Practice: Markov Decision Processes

Two skills to build: writing a real problem as an MDP (naming S, A, P, R, gamma) and computing the discounted return by hand at a few values of gamma so the role of the discount factor is something you feel, not memorize. Keep a scratchpad.

Self-check

Six short questions. Answer each in your head before opening the collapsible.

1. Write down the MDP tuple and name what each piece encodes.

Show answer

The tuple is (S, A, P, R, gamma): a set of states S, a set of actions A, the transition probabilities P(s’ | s, a), the reward function R(s, a), and the discount factor gamma in [0, 1). Together they specify the dynamics of the world and what the agent values.

2. State the Markov property, and say what it does NOT mean.

Show answer

The Markov property: the distribution over the next state and reward depends only on the current state and action, not on prior history. It does not mean “history is irrelevant to the problem” — it means the state representation has been chosen so the history is already summarized in the state. A single Atari frame is not Markov; four stacked frames (which encode velocity) usually are.

3. Define a trajectory and write the discounted return G_t.

Show answer

A trajectory is the sequence s_0, a_0, r_1, s_1, a_1, r_2, s_2, … produced by following a policy in the environment. The discounted return from time t is G_t = r_(t+1) + gamma * r_(t+2) + gamma^2 * r_(t+3) + … — the geometrically weighted sum of all future rewards from t onward.

4. What does the discount factor gamma control, and why must it be strictly less than 1 for continuing tasks?

Show answer

It controls myopia: gamma near 0 makes the agent care only about immediate reward; gamma near 1 makes it weigh long-term reward almost as much as immediate. For continuing (non-terminating) tasks with bounded rewards, gamma < 1 is required so the infinite sum of discounted rewards converges and the return is well-defined.
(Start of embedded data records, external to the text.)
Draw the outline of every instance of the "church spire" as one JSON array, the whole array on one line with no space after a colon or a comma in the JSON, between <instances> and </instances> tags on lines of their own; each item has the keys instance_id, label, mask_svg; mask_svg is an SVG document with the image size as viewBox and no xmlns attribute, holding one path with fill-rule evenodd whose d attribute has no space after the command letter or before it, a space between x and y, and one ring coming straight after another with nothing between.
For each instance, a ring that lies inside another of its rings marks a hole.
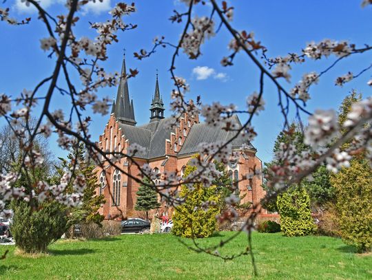
<instances>
[{"instance_id":1,"label":"church spire","mask_svg":"<svg viewBox=\"0 0 372 280\"><path fill-rule=\"evenodd\" d=\"M134 118L133 100L132 100L132 103L130 101L128 83L126 75L125 55L124 55L116 100L112 105L112 111L114 114L116 120L134 126L136 122Z\"/></svg>"},{"instance_id":2,"label":"church spire","mask_svg":"<svg viewBox=\"0 0 372 280\"><path fill-rule=\"evenodd\" d=\"M159 82L158 78L158 70L156 70L156 83L155 83L155 94L151 103L150 122L155 122L164 118L164 103L159 90Z\"/></svg>"}]
</instances>

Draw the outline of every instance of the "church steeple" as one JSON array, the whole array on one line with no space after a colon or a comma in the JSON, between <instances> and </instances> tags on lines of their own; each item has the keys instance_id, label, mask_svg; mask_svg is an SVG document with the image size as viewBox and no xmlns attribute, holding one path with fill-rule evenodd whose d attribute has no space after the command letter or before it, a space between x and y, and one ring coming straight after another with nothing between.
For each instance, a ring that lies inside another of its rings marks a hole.
<instances>
[{"instance_id":1,"label":"church steeple","mask_svg":"<svg viewBox=\"0 0 372 280\"><path fill-rule=\"evenodd\" d=\"M156 70L157 71L157 70ZM159 83L158 79L158 73L156 73L156 83L155 84L155 94L152 98L151 103L151 116L150 122L155 122L164 118L164 103L161 96L159 91Z\"/></svg>"},{"instance_id":2,"label":"church steeple","mask_svg":"<svg viewBox=\"0 0 372 280\"><path fill-rule=\"evenodd\" d=\"M112 114L114 113L116 120L126 125L135 126L137 122L134 118L133 100L132 102L130 101L126 75L125 56L124 55L116 100L112 104Z\"/></svg>"}]
</instances>

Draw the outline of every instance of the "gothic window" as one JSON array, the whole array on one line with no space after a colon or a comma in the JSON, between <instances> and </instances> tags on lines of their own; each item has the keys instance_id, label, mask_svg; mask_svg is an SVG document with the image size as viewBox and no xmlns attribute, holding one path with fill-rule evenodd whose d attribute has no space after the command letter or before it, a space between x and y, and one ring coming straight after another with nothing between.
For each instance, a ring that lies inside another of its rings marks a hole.
<instances>
[{"instance_id":1,"label":"gothic window","mask_svg":"<svg viewBox=\"0 0 372 280\"><path fill-rule=\"evenodd\" d=\"M182 169L181 169L181 176L182 177L183 177L183 175L185 175L185 171L186 171L186 166L185 165L182 166Z\"/></svg>"},{"instance_id":2,"label":"gothic window","mask_svg":"<svg viewBox=\"0 0 372 280\"><path fill-rule=\"evenodd\" d=\"M153 170L153 172L154 174L156 174L156 179L154 180L154 182L156 186L160 185L161 180L160 180L160 170L158 167L155 167Z\"/></svg>"},{"instance_id":3,"label":"gothic window","mask_svg":"<svg viewBox=\"0 0 372 280\"><path fill-rule=\"evenodd\" d=\"M237 170L234 171L234 185L235 186L235 194L239 195L239 172Z\"/></svg>"},{"instance_id":4,"label":"gothic window","mask_svg":"<svg viewBox=\"0 0 372 280\"><path fill-rule=\"evenodd\" d=\"M110 128L110 152L112 152L112 127Z\"/></svg>"},{"instance_id":5,"label":"gothic window","mask_svg":"<svg viewBox=\"0 0 372 280\"><path fill-rule=\"evenodd\" d=\"M103 189L106 186L106 175L102 171L99 175L99 195L103 192Z\"/></svg>"},{"instance_id":6,"label":"gothic window","mask_svg":"<svg viewBox=\"0 0 372 280\"><path fill-rule=\"evenodd\" d=\"M115 170L113 179L112 195L114 200L112 205L118 206L120 205L120 187L121 182L121 175L118 169Z\"/></svg>"},{"instance_id":7,"label":"gothic window","mask_svg":"<svg viewBox=\"0 0 372 280\"><path fill-rule=\"evenodd\" d=\"M232 184L233 180L234 180L233 176L232 176L232 173L233 173L232 170L229 170L229 177L230 177L230 180L231 181L231 184Z\"/></svg>"}]
</instances>

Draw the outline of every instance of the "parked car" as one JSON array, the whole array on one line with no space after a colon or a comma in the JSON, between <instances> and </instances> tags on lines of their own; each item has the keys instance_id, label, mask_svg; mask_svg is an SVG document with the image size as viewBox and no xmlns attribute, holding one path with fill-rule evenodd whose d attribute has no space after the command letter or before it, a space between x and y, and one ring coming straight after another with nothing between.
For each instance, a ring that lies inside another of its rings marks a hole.
<instances>
[{"instance_id":1,"label":"parked car","mask_svg":"<svg viewBox=\"0 0 372 280\"><path fill-rule=\"evenodd\" d=\"M162 233L170 233L173 228L173 221L172 219L169 220L167 223L163 223L161 224L161 232Z\"/></svg>"},{"instance_id":2,"label":"parked car","mask_svg":"<svg viewBox=\"0 0 372 280\"><path fill-rule=\"evenodd\" d=\"M150 223L140 218L131 218L121 222L121 233L141 233L149 230Z\"/></svg>"}]
</instances>

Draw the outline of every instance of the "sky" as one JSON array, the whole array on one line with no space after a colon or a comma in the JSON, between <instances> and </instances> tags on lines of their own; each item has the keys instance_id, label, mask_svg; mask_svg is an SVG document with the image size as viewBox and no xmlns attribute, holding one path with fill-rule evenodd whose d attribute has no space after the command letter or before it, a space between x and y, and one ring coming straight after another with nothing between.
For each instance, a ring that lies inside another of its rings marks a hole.
<instances>
[{"instance_id":1,"label":"sky","mask_svg":"<svg viewBox=\"0 0 372 280\"><path fill-rule=\"evenodd\" d=\"M41 5L54 15L64 11L61 2L63 1L41 1ZM76 36L94 36L94 31L89 28L89 22L105 21L108 19L108 11L116 2L104 0L103 3L91 3L79 11L80 21L75 29ZM171 114L169 104L173 83L168 69L173 50L169 47L159 50L149 58L141 61L133 56L133 52L142 48L149 50L152 47L152 39L156 36L163 35L168 41L176 43L183 25L172 23L169 18L173 10L185 12L186 6L180 0L134 2L137 12L125 17L124 21L137 24L138 28L118 34L119 41L109 47L109 59L102 65L109 72L119 72L123 49L125 49L127 67L136 68L139 71L136 78L130 80L129 87L134 103L136 120L141 125L149 120L149 109L155 88L156 69L161 94L167 109L165 114L166 116ZM228 4L234 7L231 23L234 28L238 30L253 31L256 39L267 48L267 56L274 57L285 56L289 52L300 53L307 43L313 41L318 42L323 39L347 40L360 47L365 43L372 44L372 6L362 9L361 2L361 0L230 0ZM13 17L32 18L27 25L10 26L0 22L2 42L0 44L0 93L16 96L23 89L33 89L38 81L49 76L55 58L48 58L48 53L40 48L39 39L47 36L47 33L43 24L37 20L34 10L27 8L21 0L1 3L0 8L10 8ZM200 4L198 6L194 15L209 14L210 6ZM224 105L234 103L238 109L244 109L247 96L258 90L258 68L246 55L238 54L232 67L224 67L220 65L221 58L230 54L227 49L230 39L231 36L223 28L215 37L203 45L203 56L197 60L189 60L183 53L177 58L176 73L185 78L190 85L187 98L195 99L200 95L204 104L219 101ZM303 74L312 71L320 72L335 59L335 57L329 57L293 67L291 82L284 80L280 82L289 90L300 80ZM366 82L371 79L372 70L364 72L342 87L335 87L334 81L338 76L349 71L358 73L371 63L371 53L357 54L342 61L324 75L318 85L311 87L311 99L307 103L307 109L310 111L316 109L337 109L344 96L353 89L362 92L364 97L371 96L372 87L369 87ZM75 79L78 81L78 77ZM99 95L112 98L116 90L116 88L103 89ZM266 109L254 118L253 125L258 136L253 144L258 150L257 155L263 162L268 162L272 158L273 142L282 127L283 118L278 107L277 91L268 79L265 80L263 96ZM52 101L52 106L56 109L68 105L63 96L56 96ZM109 116L92 114L89 109L85 114L93 119L90 129L92 140L97 140L103 132ZM292 119L293 116L290 116ZM307 118L302 116L305 120ZM242 121L246 118L240 116ZM53 139L50 148L57 156L65 155Z\"/></svg>"}]
</instances>

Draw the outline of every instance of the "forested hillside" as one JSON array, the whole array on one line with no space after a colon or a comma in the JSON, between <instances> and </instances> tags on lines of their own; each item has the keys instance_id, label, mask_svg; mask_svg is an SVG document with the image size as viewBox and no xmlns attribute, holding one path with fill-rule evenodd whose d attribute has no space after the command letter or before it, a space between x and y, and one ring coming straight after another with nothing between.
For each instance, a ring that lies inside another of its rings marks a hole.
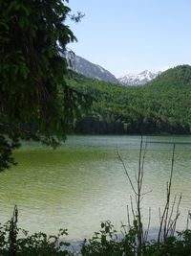
<instances>
[{"instance_id":1,"label":"forested hillside","mask_svg":"<svg viewBox=\"0 0 191 256\"><path fill-rule=\"evenodd\" d=\"M74 122L76 133L189 133L191 66L163 72L144 86L122 85L70 73L70 86L94 98L89 114Z\"/></svg>"}]
</instances>

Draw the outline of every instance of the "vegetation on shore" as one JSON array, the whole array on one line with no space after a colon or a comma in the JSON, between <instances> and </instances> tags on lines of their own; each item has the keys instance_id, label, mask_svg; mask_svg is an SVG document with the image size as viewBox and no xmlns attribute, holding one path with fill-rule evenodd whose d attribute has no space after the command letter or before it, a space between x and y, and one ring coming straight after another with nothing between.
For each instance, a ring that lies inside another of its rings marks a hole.
<instances>
[{"instance_id":1,"label":"vegetation on shore","mask_svg":"<svg viewBox=\"0 0 191 256\"><path fill-rule=\"evenodd\" d=\"M74 121L82 134L189 134L191 66L163 72L143 86L114 84L71 72L71 87L94 98L92 109Z\"/></svg>"}]
</instances>

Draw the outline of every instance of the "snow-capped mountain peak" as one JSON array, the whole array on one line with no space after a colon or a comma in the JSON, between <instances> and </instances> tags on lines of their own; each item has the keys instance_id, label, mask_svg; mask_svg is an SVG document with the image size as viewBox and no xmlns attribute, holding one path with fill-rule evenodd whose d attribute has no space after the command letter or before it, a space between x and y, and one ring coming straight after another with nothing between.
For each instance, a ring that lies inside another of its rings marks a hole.
<instances>
[{"instance_id":1,"label":"snow-capped mountain peak","mask_svg":"<svg viewBox=\"0 0 191 256\"><path fill-rule=\"evenodd\" d=\"M142 85L152 81L160 74L160 71L154 73L145 69L138 74L127 74L125 76L119 77L118 81L123 85Z\"/></svg>"}]
</instances>

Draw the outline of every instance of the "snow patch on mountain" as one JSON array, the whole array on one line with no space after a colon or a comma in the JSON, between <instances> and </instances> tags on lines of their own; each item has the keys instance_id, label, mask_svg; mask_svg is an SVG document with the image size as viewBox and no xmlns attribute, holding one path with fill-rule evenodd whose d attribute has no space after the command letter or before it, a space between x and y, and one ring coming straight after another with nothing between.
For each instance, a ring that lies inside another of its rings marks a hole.
<instances>
[{"instance_id":1,"label":"snow patch on mountain","mask_svg":"<svg viewBox=\"0 0 191 256\"><path fill-rule=\"evenodd\" d=\"M147 83L148 81L154 80L159 75L160 75L161 72L151 72L149 70L144 70L138 74L127 74L125 76L121 76L117 78L118 81L123 85L143 85Z\"/></svg>"}]
</instances>

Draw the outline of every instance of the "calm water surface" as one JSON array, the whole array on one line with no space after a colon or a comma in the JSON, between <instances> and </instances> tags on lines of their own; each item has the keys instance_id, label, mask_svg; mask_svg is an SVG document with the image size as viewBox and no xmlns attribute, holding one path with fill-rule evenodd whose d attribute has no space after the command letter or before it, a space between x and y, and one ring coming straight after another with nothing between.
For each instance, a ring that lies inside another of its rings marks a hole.
<instances>
[{"instance_id":1,"label":"calm water surface","mask_svg":"<svg viewBox=\"0 0 191 256\"><path fill-rule=\"evenodd\" d=\"M148 136L147 142L143 191L152 192L142 200L145 224L149 207L152 226L159 223L176 143L172 195L182 193L179 227L184 228L191 209L191 136ZM119 227L127 222L133 194L117 147L135 181L139 144L139 136L70 136L56 151L24 144L15 151L18 166L0 174L0 221L8 221L17 204L19 225L32 232L62 227L71 239L81 239L98 230L101 221Z\"/></svg>"}]
</instances>

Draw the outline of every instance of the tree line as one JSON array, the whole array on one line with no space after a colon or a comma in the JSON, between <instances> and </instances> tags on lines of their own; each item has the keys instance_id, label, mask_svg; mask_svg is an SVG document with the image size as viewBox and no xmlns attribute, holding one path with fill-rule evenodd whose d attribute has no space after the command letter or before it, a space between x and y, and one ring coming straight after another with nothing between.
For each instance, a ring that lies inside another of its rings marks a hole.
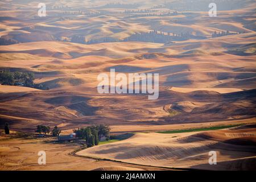
<instances>
[{"instance_id":1,"label":"tree line","mask_svg":"<svg viewBox=\"0 0 256 182\"><path fill-rule=\"evenodd\" d=\"M44 133L46 135L47 133L48 135L51 132L51 127L49 126L44 126L44 125L38 125L36 126L36 130L35 131L36 133L40 134ZM52 130L52 134L53 136L57 136L60 135L61 131L58 129L57 126L55 126L53 129Z\"/></svg>"}]
</instances>

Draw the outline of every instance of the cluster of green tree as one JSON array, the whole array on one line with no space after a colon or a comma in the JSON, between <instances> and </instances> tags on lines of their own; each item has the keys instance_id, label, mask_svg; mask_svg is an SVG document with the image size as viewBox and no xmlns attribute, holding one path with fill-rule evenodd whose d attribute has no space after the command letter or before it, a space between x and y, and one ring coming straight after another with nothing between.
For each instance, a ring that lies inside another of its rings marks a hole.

5. Why is “state design” a real engineering job?

Show answer

Because the Markov property is a property of the state representation, not the world. If the state omits crucial information (the Atari frame without velocity, the robot’s joint positions without their velocities), the Markov assumption fails and the algorithms that assume it can diverge. State design is choosing what to include so the next-state/reward distribution actually depends only on the current state.

6. In what sense is P (and often R) known in Phase 2 of the track and unknown in Phase 3?

Show answer

In Phase 2 (planning), you assume you know the full MDP, including P and R, and compute the optimal policy directly. In Phase 3 (model-free learning), you only get to sample transitions and rewards by acting in the environment; you never write P down. The MDP still underlies the analysis, but the agent must learn good behavior from samples alone.

Try it yourself: identify the pieces

A streaming-service recommender shows one piece of content per user session and gets a reward when the user engages. Formalize it as an MDP by naming each piece.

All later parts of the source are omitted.